Incentivising key employees

A modern employee incentive means more than just salary

Salaries can be similar from employer to employer. An added Employee Share Incentive Scheme, however, can help recruit, retain and motivate employees. 

Crucially, they can also be used to help align the interests of employees, particularly senior executives, with those of shareholders and encourage senior executives to consider the best interests of shareholders in their management of the business. This can ultimately maximise value on the lead up to an exit.

Employee Share Incentive Schemes can also help to reduce employment costs by moving part of the employees’ incentive from the Pay As You Earn and National Insurance regime to the Capital Gains regime. 

What schemes and arrangements are available?

Employee share schemes take many forms, but schemes can be divided into tax-advantaged share schemes and non tax-advantaged. For the purpose of this article we focus on the two most popular schemes, Enterprise Management Incentives (EMI Options) and Growth Shares.

EMI Options

EMI Options are essentially options granted to an employee to acquire shares in a company, usually at the point of exit, although sometimes it can be prior to that. EMI Options enjoy favourable tax treatment and are specifically targeted at small, higher-risk, developing trading companies.

A number of statutory requirements must be met in order for a company to qualify to grant EMI options.
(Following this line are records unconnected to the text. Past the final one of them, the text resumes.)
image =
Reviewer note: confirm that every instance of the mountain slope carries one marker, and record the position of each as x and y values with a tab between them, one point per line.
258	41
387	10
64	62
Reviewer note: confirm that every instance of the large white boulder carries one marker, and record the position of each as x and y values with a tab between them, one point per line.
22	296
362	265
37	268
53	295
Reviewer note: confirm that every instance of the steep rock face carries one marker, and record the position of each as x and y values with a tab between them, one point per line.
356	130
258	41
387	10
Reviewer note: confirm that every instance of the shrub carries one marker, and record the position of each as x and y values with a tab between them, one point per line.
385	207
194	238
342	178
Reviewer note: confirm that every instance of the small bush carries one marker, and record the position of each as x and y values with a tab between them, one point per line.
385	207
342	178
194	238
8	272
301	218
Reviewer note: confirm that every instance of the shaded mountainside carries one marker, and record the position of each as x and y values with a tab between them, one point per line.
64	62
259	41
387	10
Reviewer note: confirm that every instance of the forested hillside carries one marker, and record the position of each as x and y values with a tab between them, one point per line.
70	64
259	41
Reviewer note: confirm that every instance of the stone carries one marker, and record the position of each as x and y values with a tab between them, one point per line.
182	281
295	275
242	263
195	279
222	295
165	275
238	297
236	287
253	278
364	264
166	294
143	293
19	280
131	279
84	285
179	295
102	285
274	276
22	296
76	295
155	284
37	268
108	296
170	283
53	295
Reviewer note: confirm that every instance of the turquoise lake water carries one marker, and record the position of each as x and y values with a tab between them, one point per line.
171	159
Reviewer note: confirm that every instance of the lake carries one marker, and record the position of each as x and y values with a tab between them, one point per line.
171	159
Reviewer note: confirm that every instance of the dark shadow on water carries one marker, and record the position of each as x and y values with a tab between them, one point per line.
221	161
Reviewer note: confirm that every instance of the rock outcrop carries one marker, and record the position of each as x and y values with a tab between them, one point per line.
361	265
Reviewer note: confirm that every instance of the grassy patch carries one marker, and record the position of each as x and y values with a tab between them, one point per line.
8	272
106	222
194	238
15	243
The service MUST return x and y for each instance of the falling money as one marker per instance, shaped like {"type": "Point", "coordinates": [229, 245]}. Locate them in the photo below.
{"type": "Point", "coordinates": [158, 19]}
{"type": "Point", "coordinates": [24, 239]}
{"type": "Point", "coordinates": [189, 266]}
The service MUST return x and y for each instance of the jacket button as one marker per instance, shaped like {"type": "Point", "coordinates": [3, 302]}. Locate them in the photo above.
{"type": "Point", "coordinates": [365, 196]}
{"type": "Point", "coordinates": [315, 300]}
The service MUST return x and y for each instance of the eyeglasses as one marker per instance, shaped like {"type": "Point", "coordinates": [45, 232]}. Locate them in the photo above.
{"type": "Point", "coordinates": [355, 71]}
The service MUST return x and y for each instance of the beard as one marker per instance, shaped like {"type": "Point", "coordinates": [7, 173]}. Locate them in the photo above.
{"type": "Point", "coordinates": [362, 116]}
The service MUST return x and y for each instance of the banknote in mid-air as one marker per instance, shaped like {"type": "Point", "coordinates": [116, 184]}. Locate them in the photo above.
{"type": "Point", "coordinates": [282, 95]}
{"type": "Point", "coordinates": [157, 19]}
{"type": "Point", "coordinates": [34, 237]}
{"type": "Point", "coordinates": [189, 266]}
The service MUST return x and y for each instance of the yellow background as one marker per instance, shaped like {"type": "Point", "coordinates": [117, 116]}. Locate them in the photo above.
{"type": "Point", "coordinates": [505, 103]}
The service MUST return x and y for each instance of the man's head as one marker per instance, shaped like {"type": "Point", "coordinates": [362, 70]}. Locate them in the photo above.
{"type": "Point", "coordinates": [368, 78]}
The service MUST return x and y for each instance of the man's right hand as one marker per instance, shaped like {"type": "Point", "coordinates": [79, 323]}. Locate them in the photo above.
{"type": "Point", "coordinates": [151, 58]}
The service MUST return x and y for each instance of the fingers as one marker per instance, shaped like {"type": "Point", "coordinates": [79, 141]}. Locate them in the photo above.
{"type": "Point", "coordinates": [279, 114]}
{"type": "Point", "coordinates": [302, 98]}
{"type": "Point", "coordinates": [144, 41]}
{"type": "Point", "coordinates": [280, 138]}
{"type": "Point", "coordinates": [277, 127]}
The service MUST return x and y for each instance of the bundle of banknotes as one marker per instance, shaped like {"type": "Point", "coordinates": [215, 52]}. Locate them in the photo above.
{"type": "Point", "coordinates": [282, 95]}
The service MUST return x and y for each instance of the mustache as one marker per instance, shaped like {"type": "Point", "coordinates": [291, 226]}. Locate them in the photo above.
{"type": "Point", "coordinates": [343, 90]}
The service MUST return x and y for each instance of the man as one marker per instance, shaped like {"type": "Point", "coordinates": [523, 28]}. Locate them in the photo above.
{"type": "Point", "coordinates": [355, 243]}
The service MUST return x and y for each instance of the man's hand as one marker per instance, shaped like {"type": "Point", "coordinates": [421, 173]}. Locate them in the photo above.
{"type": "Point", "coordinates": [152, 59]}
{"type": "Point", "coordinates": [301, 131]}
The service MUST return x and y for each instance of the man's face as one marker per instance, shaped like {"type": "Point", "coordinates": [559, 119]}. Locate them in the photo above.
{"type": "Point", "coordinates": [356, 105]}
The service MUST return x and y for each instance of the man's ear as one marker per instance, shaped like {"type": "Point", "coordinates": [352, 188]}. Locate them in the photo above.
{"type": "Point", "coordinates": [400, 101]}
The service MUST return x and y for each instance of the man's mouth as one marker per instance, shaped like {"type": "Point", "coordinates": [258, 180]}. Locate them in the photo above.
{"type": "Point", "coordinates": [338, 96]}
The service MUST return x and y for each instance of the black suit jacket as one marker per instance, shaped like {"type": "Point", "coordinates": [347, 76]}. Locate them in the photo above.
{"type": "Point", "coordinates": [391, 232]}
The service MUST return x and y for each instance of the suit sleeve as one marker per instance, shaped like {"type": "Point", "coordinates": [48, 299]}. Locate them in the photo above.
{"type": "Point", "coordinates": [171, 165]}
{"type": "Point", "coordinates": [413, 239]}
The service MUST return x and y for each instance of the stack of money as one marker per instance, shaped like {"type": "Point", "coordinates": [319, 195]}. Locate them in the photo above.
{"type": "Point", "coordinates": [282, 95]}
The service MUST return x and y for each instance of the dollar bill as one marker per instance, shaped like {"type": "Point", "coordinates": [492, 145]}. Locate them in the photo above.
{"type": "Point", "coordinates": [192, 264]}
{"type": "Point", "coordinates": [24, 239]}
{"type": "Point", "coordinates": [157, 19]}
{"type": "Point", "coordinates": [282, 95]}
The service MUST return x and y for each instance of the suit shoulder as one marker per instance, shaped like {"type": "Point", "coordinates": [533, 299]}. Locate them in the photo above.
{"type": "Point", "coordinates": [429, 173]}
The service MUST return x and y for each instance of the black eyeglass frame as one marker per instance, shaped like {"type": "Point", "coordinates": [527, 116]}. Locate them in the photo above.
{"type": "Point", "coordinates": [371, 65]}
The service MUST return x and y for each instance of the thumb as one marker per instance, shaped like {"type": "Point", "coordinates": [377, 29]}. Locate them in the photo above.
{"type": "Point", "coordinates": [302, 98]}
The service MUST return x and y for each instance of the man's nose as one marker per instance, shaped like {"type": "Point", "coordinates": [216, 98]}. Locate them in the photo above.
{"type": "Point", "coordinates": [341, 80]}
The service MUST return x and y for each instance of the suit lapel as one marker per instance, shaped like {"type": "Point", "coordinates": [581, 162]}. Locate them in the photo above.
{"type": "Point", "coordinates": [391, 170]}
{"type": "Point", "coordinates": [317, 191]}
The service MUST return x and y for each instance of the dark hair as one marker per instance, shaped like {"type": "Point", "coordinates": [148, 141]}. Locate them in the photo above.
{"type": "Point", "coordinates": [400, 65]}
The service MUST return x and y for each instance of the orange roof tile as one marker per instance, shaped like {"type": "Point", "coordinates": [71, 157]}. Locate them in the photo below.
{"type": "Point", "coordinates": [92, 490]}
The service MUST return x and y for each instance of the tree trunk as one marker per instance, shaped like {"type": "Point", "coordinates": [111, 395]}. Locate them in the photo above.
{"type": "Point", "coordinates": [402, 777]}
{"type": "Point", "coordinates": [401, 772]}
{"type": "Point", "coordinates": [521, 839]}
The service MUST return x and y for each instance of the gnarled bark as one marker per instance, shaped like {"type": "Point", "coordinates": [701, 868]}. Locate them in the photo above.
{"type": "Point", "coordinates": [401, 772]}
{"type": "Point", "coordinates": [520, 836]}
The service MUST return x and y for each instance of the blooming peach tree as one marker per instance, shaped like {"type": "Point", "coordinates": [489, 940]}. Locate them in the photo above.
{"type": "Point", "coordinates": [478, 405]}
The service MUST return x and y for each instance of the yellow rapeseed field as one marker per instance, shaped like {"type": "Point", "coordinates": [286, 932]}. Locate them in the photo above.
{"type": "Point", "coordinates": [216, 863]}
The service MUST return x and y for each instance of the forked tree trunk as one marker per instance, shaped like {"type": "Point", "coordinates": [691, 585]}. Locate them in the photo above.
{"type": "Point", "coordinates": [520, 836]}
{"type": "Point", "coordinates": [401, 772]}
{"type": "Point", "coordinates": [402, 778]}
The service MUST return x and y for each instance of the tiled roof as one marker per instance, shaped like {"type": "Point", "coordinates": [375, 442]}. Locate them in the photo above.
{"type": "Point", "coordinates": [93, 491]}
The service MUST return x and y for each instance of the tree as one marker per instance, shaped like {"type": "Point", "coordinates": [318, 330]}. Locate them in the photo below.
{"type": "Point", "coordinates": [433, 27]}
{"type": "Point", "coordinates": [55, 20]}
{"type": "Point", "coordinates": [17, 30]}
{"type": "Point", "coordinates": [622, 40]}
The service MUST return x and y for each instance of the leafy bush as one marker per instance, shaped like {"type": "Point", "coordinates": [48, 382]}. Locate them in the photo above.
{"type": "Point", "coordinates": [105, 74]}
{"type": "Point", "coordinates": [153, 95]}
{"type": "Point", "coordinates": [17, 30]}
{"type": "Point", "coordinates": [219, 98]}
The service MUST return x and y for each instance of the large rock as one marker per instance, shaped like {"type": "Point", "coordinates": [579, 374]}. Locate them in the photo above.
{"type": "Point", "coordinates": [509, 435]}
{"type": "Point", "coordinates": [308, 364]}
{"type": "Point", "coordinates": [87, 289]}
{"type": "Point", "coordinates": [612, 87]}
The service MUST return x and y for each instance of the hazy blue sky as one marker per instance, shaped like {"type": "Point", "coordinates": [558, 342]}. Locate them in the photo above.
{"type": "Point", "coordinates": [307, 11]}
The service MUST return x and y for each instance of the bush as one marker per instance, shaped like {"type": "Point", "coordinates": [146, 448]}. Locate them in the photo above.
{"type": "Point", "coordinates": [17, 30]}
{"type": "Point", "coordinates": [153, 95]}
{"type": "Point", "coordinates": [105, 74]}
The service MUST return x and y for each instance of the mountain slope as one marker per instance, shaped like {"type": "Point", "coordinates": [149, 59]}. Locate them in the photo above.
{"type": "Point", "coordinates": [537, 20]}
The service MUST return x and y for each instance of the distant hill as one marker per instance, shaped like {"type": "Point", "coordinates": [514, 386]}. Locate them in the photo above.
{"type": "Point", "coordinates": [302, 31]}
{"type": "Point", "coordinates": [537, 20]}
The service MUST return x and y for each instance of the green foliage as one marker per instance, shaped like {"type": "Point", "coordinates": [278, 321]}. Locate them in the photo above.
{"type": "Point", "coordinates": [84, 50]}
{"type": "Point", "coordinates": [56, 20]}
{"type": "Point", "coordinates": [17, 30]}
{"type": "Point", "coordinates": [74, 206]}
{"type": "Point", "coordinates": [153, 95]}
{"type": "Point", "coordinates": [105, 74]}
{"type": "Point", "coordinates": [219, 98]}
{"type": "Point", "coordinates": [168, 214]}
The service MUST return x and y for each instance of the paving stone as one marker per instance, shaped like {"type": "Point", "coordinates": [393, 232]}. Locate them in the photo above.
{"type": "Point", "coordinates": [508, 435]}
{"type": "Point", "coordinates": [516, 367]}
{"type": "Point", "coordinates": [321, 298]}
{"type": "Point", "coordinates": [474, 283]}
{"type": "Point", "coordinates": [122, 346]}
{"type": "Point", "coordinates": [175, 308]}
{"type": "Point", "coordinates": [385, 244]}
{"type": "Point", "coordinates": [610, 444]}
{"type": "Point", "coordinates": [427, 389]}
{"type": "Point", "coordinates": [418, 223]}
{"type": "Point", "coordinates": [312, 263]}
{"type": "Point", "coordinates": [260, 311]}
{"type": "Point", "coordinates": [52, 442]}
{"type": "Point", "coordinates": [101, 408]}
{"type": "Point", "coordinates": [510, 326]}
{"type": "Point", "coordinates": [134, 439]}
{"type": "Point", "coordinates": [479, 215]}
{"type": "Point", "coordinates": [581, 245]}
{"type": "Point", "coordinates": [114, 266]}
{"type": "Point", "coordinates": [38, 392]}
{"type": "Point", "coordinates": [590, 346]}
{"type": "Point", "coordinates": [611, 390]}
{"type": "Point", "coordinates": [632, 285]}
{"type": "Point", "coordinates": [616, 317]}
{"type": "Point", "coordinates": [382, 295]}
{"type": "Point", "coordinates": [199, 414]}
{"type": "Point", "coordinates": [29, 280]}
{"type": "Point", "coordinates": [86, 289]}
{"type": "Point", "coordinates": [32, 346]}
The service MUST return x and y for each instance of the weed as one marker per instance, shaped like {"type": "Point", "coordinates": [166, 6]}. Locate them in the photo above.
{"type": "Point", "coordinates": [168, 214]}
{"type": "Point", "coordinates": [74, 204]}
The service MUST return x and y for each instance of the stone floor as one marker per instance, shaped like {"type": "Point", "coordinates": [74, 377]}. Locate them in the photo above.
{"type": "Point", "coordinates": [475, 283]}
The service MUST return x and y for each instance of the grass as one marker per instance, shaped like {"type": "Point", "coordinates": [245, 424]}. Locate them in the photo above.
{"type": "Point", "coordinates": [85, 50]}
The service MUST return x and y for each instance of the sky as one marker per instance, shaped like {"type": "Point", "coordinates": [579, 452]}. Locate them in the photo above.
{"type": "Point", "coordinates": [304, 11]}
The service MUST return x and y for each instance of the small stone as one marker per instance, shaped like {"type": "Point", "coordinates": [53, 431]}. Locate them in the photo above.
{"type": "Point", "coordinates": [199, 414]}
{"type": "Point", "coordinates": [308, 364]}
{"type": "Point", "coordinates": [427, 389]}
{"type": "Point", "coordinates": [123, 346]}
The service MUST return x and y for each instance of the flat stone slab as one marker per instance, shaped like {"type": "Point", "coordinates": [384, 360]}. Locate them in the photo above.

In particular, a company must be an independent trading company with:

  • Gross assets of no more than £30 million; and

  • Fewer than the equivalent of 250 full-time employees.

Certain trading activities will not qualify and there are detailed rules relating to the independence requirement, the trading requirement  and the shares that can be used. 

EMI Options can also be conditional on time served, or performance, or subject to a ratchet that provides that the higher the value, the higher the reward.

Where all the requirements are met, the exercise of the EMI Option benefits from favourable tax treatment which could be as low as 10% of qualifying gains if shares acquired on the exercise of EMI Options qualify for Entrepreneurs’ Relief.

Importantly, it can be a condition of the exercise of the EMI Options that if the employee departs prior to exercise, the EMI Option lapses and so there is no need to put arrangements in place to ensure that shares are transferred back; or to consider the rights of the employee as a shareholder prior to exercise of the EMI Option.

Growth Shares

Under a Growth Share scheme, an employee acquires an interest in shares upfront but the structure of the scheme is such that these shares only benefit from the increase in value in the business. That way, the existing value is reserved for the existing owners.  

This structure also allows taxation at the point of issue to be low because the growth shares at that time of issue have little or no value. But at the point of exit, the shares are taxed on a Capital Gains Tax basis, which again could be as low as 10%.

Are schemes complex and burdensome?  

Employee share schemes can be as simple or complex as required but as a minimum it is important to ensure that the structure is right for the particular business, that a share scheme protects the interests of the existing shareholders, and that it achieves the tax treatment intended.  Too often schemes are structured badly, meaning that more 
tax is payable than is needed.  

Often, we can put schemes in place quickly in a simple manner, and once a scheme is in place, adding further employees can be very simple and cost effective. 

Cash bonus seems simpler?

Take an example of an employer trying to give an employee an incentive of £100,000 after tax: The employer pays a bonus and may need to gross up the amount by almost £90,000 to ensure that the employee receives £100,000. Whilst the employer may set some of those costs against its own Corporation Tax, it may also have to pay employer’s National Insurance of over £25,000.

Contrast that to EMI Options where the employer may only need to gross up the amount by a maximum of around £22,000 to take into account Capital Gains Tax at up to 20% (less if at 10%). In addition, the employer may benefit from some Corporation Tax relief and would not pay employer’s National Insurance.

Moore Blatch does not provide tax advice but works closely with an employer’s existing (or new) tax adviser to ensure that the scheme achieves the best tax treatment. The exact tax treatment will depend on specific circumstances.